Why not because it makes the setup more complicated - so why do it.. It doesn't buy you anything other than more complication if you ask me.. It sure not buying you any added "security"

KISS

Keljian · Aug 17, 2015, 2:07 PM

It is less trouble setting up direct path than it is a new vswitch, but hey, just go with what works for you

johnpoz · Aug 17, 2015, 2:41 PM

that is your opinion. Go with what works for you - but if you ask my opinion having vswitches tied to your specific nics with them labeled is much easier to manage then worried about what what specific nic is passed through to a specific vm.

Also very difficult to passthru a multiport nic and use one port as passthru and another port tied to a vswitch for use with other vms or lan side of your router vm.

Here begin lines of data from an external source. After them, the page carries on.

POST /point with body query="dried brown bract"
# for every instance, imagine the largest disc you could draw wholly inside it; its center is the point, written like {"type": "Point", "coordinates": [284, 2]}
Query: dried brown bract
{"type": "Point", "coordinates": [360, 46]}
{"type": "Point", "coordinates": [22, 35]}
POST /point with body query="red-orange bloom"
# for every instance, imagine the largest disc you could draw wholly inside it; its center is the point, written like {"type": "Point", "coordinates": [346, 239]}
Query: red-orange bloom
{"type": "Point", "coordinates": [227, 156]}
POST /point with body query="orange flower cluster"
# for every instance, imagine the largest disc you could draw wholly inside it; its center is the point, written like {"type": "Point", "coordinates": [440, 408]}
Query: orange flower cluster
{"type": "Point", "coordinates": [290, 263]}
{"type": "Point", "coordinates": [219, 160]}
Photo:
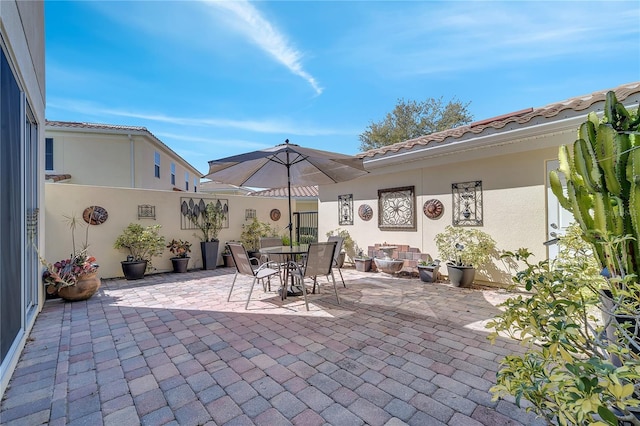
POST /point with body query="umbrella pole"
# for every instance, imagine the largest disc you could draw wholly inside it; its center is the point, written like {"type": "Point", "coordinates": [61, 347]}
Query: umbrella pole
{"type": "Point", "coordinates": [289, 194]}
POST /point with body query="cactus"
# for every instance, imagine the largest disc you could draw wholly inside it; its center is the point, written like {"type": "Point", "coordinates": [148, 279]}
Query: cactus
{"type": "Point", "coordinates": [602, 171]}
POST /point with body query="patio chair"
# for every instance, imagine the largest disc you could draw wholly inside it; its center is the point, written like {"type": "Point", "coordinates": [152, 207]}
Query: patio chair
{"type": "Point", "coordinates": [339, 241]}
{"type": "Point", "coordinates": [319, 261]}
{"type": "Point", "coordinates": [245, 267]}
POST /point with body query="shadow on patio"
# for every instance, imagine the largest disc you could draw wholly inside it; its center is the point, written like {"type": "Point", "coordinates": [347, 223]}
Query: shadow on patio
{"type": "Point", "coordinates": [170, 349]}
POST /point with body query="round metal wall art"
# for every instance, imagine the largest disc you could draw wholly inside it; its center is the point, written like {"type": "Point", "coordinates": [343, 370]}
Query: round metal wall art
{"type": "Point", "coordinates": [365, 212]}
{"type": "Point", "coordinates": [433, 208]}
{"type": "Point", "coordinates": [95, 215]}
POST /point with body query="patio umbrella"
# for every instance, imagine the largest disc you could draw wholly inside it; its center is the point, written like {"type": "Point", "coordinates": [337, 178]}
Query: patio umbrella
{"type": "Point", "coordinates": [304, 166]}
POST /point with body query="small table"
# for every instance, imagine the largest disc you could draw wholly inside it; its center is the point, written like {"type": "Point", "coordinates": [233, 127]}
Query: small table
{"type": "Point", "coordinates": [288, 253]}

When phyical tied to a vswitch I can bring up different copies of pfsense or other router distros tied to the vswitch and switch between them pretty much just turning off one vm and turning on different vm. Very easy to leverage port 1 for vswitch X and port 2 for vswitch Y, etc. etc. Especially if I use the same mac on my router vm wan vnics.. My public IP doesn't even change that way.. I can bring up different version of pfsense or untangle or ipcop or any of the other router/firewall distros in a matter of couple of minutes. Shutdown vm 1, turn on vm 2 and now my network is using different firewall/router distro for testing, etc.

When tied to a vswitch I can connect any vm I want to the "wan" for say sniffing the traffic seen on the wan.. So I can use stuff like ntop or ids to monitor that traffic without having to run it on my pfsense vm.

To me your making it more complicated and reduced functionality for some perceived added security.

physical passthru also makes it difficult to use any sort of vmotion. Which I am currently not using in my home setup, but clearly passthru reduces the feature set of a Visualization setup.

KOM · Aug 17, 2015, 3:09 PM

physical passthru also makes it difficult to use any sort of vmotion.

I was just going to mention this part. No real benefit for passthrough but a major drawback.

Keljian · Aug 18, 2015, 2:37 AM

Ok I stand corrected - and appreciate the dialogue!